Bij deze bied ik uw Kamer deel vier van de rapportage van de Medewerkersmonitor (MEMO) Politie aan1. De MEMO is een landelijk onderzoek dat in opdracht van de korpsleiding wordt gedaan naar de werkbeleving van politiemedewerkers en werk gerelateerde risico’s. Met het uitvoeren van de MEMO voldoet de politie tevens aan een verplichting uit de Arbowet. Dit onderzoek is in een aantal delen uitgevoerd. Op 31 oktober 2016 zijn aan uw Kamer de resultaten van de MEMO onder de basisteams2 aangeboden, gevolgd door de MEMO Opsporing3 op 13 juli 2017 en op 3 april 2018 de MEMO Operatiën4. Met de MEMO onder de bedrijfsvoering zijn alle onderdelen van de organisatie, voor het eerst sinds de vorming van de nationale politie, bevraagd. Deze MEMO moet derhalve worden gezien als nulmeting. De MEMO zal vanaf 2019 decentraal worden herhaald en uitgevoerd. Door dit onderzoek periodiek te herhalen, wordt gekeken of maatregelen rond de werkbeleving een positief effect hebben gehad en wordt de vinger aan de pols gehouden.

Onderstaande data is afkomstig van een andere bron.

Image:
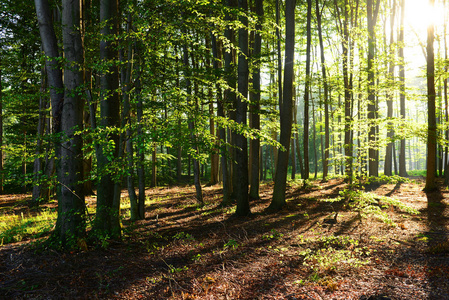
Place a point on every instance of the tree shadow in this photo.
(437, 243)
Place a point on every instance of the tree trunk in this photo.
(39, 181)
(255, 104)
(280, 182)
(402, 165)
(70, 225)
(217, 53)
(326, 92)
(432, 126)
(140, 143)
(372, 107)
(307, 92)
(1, 134)
(241, 142)
(107, 221)
(191, 125)
(388, 170)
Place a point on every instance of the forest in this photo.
(233, 149)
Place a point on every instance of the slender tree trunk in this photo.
(255, 105)
(217, 53)
(71, 225)
(191, 124)
(55, 82)
(431, 111)
(296, 140)
(126, 124)
(154, 166)
(140, 143)
(402, 164)
(279, 54)
(39, 181)
(306, 91)
(241, 143)
(230, 96)
(1, 133)
(315, 155)
(107, 220)
(372, 107)
(326, 92)
(388, 170)
(446, 102)
(280, 182)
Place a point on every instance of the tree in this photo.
(326, 90)
(67, 109)
(388, 170)
(402, 166)
(431, 110)
(107, 221)
(307, 91)
(255, 104)
(372, 11)
(280, 181)
(241, 142)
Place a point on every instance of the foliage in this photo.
(333, 254)
(15, 228)
(367, 204)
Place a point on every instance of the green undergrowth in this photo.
(369, 204)
(330, 255)
(16, 228)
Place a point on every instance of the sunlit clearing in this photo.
(419, 15)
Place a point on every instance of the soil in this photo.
(313, 249)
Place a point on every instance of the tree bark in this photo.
(241, 142)
(280, 182)
(306, 91)
(39, 180)
(107, 222)
(255, 104)
(326, 92)
(402, 164)
(70, 224)
(372, 107)
(431, 110)
(388, 170)
(217, 53)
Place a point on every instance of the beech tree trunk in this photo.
(241, 142)
(217, 53)
(107, 220)
(372, 107)
(280, 181)
(255, 105)
(326, 93)
(431, 110)
(388, 170)
(306, 92)
(70, 224)
(402, 164)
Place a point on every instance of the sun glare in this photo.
(419, 15)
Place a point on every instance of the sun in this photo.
(419, 15)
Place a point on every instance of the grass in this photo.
(16, 228)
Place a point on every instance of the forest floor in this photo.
(315, 248)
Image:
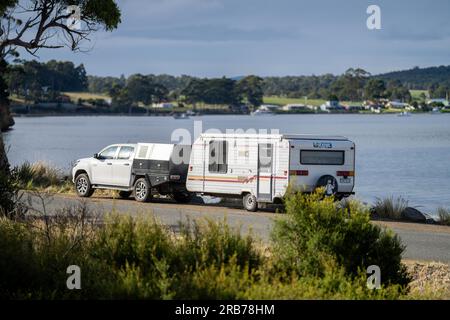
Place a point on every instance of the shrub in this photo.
(39, 175)
(443, 216)
(139, 258)
(390, 208)
(317, 231)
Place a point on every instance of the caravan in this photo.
(259, 168)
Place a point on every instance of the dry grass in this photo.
(430, 280)
(389, 208)
(443, 216)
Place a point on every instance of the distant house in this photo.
(297, 107)
(269, 107)
(331, 106)
(444, 102)
(163, 105)
(239, 109)
(354, 108)
(398, 105)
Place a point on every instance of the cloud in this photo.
(213, 33)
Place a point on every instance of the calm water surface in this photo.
(400, 156)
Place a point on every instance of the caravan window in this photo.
(218, 151)
(317, 157)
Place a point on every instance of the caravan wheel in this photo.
(142, 190)
(249, 202)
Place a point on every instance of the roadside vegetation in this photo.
(443, 216)
(42, 177)
(389, 208)
(139, 258)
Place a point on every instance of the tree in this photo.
(37, 24)
(374, 89)
(250, 88)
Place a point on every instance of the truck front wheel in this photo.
(83, 186)
(142, 190)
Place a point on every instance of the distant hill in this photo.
(420, 78)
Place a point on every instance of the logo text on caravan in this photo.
(322, 145)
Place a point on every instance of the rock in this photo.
(413, 215)
(430, 219)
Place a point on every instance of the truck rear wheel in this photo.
(142, 190)
(249, 202)
(182, 197)
(125, 194)
(83, 186)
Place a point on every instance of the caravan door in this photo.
(265, 169)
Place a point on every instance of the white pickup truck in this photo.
(140, 169)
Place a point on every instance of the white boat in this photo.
(260, 112)
(435, 110)
(181, 116)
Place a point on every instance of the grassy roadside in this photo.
(139, 258)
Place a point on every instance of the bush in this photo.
(389, 208)
(443, 216)
(139, 258)
(317, 232)
(38, 176)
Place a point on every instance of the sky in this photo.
(214, 38)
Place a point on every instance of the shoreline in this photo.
(39, 115)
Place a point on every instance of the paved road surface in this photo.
(424, 242)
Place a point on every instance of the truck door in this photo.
(102, 166)
(265, 169)
(122, 167)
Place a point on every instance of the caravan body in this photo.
(262, 166)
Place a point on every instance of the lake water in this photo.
(400, 156)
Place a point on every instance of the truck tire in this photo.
(182, 197)
(83, 186)
(330, 184)
(125, 194)
(249, 202)
(142, 190)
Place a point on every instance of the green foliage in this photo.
(375, 89)
(38, 81)
(250, 88)
(317, 231)
(389, 208)
(212, 91)
(443, 216)
(38, 176)
(139, 258)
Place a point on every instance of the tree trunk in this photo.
(6, 120)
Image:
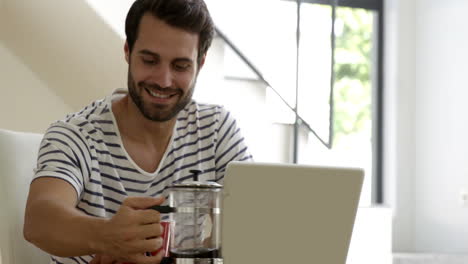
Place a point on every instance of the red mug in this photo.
(166, 236)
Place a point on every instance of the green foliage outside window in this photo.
(352, 95)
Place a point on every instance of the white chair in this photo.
(18, 154)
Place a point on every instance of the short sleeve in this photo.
(230, 145)
(62, 155)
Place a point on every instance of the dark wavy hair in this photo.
(190, 15)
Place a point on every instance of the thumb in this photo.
(142, 202)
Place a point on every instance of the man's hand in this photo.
(133, 231)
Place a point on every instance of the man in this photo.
(101, 168)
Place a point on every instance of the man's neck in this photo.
(137, 128)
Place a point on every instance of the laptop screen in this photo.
(279, 213)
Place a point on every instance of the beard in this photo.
(158, 112)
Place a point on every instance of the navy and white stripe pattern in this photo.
(86, 150)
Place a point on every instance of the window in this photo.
(308, 76)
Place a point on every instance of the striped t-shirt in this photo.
(85, 149)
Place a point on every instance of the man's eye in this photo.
(182, 67)
(149, 62)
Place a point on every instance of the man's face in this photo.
(162, 69)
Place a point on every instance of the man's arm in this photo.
(53, 224)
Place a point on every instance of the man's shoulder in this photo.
(201, 111)
(89, 118)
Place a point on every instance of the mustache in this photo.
(157, 87)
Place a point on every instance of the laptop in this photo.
(284, 213)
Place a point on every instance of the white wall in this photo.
(427, 147)
(26, 103)
(399, 115)
(441, 125)
(55, 58)
(70, 47)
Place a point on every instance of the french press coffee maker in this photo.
(195, 221)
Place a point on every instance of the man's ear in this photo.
(127, 52)
(202, 62)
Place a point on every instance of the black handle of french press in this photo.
(163, 209)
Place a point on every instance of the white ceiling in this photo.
(74, 51)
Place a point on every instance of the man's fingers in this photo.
(96, 260)
(142, 202)
(145, 245)
(149, 231)
(148, 216)
(142, 259)
(108, 260)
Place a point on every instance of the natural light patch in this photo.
(113, 13)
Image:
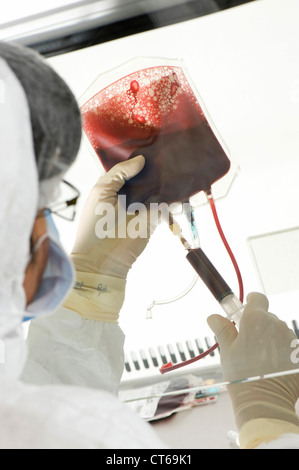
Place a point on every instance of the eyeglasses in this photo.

In maart en april 2018 zijn voor de nu voorliggende MEMO 11.445 medewerkers van de bedrijfsvoering (Politiedienstencentrum, Ondersteunende Dienst Politieacademie, Staf Korpsleiding, staven eenheden en ondersteuning operationeel) gevraagd om de vragenlijst in te vullen. Daarvan heeft 63% de vragenlijst ingevuld.

De bedrijfsvoering heeft de afgelopen jaren een wezenlijke bijdrage geleverd aan de operationele werkzaamheden van de politie tegen de achtergrond van een grootscheepse reorganisatie, waaronder de vorming van het Politiedienstencentrum (PDC) en de reorganisatie van de Politieacademie.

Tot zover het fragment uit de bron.